Inspiring tech-savvy kids to plug into nature
June Moh | 30 Oct 2014 16:09
Suzane Samy (right), founder of Tatana Roots
Five-year-old Wilson’s life revolves around the tablet, laptop and smartphone.
And, like other tech-savvy urban children, he has developed a greater bond with gadgetry and technology than wildlife and nature.
But recently, Wilson made a new discovery that changed his perception of everything around him. His parents signed him up for The Jungle Class organised by Tatana Roots, an environmental organisation that strives to connect people with nature through conservation initiatives, community projects and public campaigns.
Suzane Samy is the woman behind Tatana Roots. Formed in 2009, the organisation introduced The Jungle Class as one of the environmental activities targeted at urban children aged two to seven years.

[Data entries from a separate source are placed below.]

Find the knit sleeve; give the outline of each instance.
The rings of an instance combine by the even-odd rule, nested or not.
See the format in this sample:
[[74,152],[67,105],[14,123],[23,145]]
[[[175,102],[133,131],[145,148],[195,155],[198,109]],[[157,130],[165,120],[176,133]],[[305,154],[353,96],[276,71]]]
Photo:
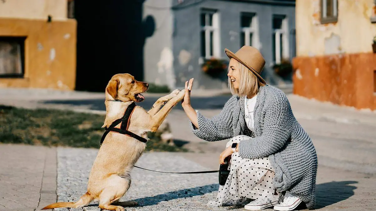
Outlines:
[[273,96],[266,106],[261,135],[239,143],[239,155],[243,158],[254,159],[274,154],[290,138],[294,117],[286,95]]
[[211,119],[203,116],[197,111],[199,124],[197,129],[190,122],[191,129],[197,137],[209,142],[219,141],[231,138],[233,136],[233,108],[236,102],[236,98],[233,96],[225,104],[219,115]]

For urban kids, the first encounter with nature usually comes when they start school, but not all have the benefit of a walk through a forest.
“Going to the park is about as much exposure to nature as they get. But going into the forest enables them to learn about the ecosystem,” Suzane explains.
Today, children have few opportunities to connect with nature so they miss out on the many benefits enjoyed by their parents during their childhood back in the kampung.
“There are not enough places for children to go to. Parents sometimes think it is dangerous to go on nature trails,” Suzane says. “I realised that there was a lot of potential in educating children about the environment.”
With The Jungle Class, Suzane hopes to create opportunities for children to learn with their five senses – sight, smell, taste, touch and hearing. Children learn best through an all-encompassing experience.
“For instance, children learn about crickets through flashcards but they have not even heard the chirping of a cricket in real life,” she points out. “Or if you talk about a leaf to a child, he may think that all leaves are green when the fact is that there are purple and pink leaves too. Children are inquisitive and this is the best way to teach them about nature.”